The London Charterhouse is a historic complex of buildings in Smithfield, London, dating back to the 14th century. It occupies land to the north of Charterhouse Square, and lies within the London Borough of Islington.
The Charterhouse began as (and takes its name from) a Carthusian priory, founded in 1371 and dissolved in 1537. Substantial fragments remain from this monastic period, but the site was largely rebuilt after 1545 as a large courtyard house. Thus, today it "conveys a vivid impression of the type of large rambling 16th century mansion that once existed all round London".
The Charterhouse was further altered and extended after 1611, when it became an almshouse and school, endowed by Thomas Sutton. The almshouse (a home for gentlemen pensioners) still occupies the site today under the name The Charterhouse; the school moved out in 1872 to Godalming, Surrey, where it survives as Charterhouse School although its correct name does not include the word 'school'.
In 1348, Walter de Manny rented 13-acre (0.05 km2) of land in Spital Croft, north of Long Lane, from the Master and Brethren of St. Bartholomew's Hospital for a graveyard and plague pit for victims of the Black Death. A chapel and hermitage were constructed, renamed New Church Haw; but in 1371, this land was granted for the foundation of the London Charterhouse, a Carthusian monastery.

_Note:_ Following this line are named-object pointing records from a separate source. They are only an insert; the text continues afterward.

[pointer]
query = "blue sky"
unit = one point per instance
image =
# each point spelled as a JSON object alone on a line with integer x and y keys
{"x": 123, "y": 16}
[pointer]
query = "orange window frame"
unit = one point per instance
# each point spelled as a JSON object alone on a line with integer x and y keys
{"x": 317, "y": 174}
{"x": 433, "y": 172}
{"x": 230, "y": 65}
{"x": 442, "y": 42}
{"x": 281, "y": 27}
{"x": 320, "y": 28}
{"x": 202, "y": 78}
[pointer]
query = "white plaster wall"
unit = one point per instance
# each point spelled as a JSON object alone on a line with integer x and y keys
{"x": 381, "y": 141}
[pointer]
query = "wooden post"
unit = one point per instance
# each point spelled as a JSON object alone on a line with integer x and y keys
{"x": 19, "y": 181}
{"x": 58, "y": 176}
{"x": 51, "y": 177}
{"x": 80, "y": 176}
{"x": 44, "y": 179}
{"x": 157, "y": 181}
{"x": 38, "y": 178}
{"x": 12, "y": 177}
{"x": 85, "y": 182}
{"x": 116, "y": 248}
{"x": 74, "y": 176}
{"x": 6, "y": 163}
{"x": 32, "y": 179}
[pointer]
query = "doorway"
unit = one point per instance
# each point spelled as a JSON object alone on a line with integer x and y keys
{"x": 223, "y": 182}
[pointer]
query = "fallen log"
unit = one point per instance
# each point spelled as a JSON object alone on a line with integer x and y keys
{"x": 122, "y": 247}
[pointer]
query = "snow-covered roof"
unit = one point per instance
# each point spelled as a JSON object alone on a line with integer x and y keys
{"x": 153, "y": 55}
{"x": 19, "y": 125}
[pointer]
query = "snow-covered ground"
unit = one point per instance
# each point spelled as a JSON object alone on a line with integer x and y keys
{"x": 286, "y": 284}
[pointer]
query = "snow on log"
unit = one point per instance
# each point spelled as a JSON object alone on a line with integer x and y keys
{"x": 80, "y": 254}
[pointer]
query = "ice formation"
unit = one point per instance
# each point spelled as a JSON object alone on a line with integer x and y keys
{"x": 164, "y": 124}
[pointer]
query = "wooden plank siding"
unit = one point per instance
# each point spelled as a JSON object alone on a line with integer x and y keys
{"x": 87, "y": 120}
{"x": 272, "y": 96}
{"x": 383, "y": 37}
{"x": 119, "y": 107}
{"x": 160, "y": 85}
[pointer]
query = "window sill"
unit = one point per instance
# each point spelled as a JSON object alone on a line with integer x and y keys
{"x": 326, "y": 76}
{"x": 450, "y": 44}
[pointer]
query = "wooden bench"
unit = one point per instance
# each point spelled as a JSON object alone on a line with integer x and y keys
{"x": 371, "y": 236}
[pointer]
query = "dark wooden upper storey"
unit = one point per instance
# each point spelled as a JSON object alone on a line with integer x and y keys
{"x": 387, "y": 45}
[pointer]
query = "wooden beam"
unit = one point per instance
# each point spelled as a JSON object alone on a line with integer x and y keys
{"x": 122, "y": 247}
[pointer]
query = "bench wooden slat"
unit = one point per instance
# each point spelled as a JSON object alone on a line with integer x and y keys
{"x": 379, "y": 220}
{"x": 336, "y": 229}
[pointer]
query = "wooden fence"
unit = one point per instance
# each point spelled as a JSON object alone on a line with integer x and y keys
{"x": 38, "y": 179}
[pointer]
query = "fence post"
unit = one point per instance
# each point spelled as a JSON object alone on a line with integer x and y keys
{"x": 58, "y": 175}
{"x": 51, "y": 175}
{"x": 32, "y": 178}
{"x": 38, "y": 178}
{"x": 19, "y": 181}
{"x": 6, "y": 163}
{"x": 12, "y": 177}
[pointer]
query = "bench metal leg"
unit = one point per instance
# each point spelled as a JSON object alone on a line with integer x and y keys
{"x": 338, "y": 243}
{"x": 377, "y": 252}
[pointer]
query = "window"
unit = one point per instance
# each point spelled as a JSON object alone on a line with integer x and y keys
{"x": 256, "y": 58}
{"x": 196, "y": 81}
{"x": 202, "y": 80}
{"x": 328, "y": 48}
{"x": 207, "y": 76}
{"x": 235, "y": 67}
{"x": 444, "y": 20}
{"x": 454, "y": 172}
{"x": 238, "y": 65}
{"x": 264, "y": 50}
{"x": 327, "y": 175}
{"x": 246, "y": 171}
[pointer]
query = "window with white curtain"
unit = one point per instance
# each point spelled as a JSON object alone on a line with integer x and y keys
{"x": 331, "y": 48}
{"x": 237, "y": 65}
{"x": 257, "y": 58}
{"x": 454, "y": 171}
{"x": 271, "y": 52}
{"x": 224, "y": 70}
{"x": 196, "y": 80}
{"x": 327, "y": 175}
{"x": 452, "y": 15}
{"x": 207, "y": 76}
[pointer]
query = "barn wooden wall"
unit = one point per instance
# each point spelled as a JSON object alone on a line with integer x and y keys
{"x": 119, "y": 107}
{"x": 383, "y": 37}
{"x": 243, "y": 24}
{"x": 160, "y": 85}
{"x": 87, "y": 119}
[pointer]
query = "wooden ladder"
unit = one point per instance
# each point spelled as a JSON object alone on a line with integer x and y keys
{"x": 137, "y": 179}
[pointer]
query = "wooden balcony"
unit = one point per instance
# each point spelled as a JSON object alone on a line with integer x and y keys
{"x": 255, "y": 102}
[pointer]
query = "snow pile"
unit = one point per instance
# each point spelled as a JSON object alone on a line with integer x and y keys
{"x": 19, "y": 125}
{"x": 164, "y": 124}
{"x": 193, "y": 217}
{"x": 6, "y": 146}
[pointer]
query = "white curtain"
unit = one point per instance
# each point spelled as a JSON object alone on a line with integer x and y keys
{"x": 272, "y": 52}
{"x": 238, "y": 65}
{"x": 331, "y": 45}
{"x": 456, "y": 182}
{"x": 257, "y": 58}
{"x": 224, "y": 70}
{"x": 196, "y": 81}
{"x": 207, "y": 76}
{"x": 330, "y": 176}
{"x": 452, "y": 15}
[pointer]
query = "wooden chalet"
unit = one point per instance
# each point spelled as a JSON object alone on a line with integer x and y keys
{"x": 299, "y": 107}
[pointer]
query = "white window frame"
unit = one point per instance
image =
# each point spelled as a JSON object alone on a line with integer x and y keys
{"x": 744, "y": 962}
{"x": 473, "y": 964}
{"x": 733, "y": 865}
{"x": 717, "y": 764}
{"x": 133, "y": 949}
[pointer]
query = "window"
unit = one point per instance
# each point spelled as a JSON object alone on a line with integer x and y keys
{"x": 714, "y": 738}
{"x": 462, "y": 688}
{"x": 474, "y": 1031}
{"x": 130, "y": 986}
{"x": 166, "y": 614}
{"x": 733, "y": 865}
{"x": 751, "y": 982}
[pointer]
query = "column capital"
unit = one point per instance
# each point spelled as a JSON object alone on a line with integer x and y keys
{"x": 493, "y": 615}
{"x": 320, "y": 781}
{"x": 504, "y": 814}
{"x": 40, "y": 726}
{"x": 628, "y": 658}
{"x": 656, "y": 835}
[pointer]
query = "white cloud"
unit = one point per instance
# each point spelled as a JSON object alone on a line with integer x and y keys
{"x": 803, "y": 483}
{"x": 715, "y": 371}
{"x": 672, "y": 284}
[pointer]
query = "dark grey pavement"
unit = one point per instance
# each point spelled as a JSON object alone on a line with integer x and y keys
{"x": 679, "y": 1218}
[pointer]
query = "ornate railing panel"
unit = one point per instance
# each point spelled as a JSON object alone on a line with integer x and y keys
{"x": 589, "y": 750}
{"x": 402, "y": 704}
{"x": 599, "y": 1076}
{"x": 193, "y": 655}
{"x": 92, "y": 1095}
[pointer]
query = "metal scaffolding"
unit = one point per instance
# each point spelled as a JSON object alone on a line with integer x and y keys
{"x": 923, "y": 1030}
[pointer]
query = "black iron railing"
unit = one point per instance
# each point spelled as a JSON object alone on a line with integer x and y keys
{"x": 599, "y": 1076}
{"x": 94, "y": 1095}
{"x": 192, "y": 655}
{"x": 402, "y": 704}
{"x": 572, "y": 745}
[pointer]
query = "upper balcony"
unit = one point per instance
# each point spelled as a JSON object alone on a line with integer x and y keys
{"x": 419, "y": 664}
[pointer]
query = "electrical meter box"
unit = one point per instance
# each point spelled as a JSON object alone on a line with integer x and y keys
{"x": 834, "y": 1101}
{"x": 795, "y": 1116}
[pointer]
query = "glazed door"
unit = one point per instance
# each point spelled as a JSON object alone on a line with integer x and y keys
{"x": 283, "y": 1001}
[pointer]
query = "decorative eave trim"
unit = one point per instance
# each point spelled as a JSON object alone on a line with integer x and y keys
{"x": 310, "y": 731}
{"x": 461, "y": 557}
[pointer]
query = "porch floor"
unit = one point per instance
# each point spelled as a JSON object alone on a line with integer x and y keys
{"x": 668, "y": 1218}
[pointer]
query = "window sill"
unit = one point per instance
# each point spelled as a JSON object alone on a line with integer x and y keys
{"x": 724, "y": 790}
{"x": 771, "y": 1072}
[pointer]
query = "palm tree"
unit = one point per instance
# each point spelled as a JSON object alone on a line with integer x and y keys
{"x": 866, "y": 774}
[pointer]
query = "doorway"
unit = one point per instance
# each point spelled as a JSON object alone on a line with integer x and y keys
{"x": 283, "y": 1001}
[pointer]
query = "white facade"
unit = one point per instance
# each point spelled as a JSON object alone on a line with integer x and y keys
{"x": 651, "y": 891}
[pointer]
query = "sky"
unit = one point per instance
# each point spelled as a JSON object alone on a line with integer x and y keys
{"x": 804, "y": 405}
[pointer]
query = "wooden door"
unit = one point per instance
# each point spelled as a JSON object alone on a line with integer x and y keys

The twenty-five monks each had their own small building and garden. Thomas More came to the monastery for spiritual recuperation. The name is derived as an Anglicisation of La Grande Chartreuse, whose order founded the monastery.
The monastery was closed in 1537, in the Dissolution of the Monasteries in the English Reformation. As it resisted dissolution the monastery was treated harshly: the Prior, John Houghton was hanged, drawn and quartered at Tyburn and ten monks were taken to the nearby Newgate Prison; nine of these men starved to death and the tenth was executed three years later at Tower Hill. They constitute the group known as the Carthusian Martyrs.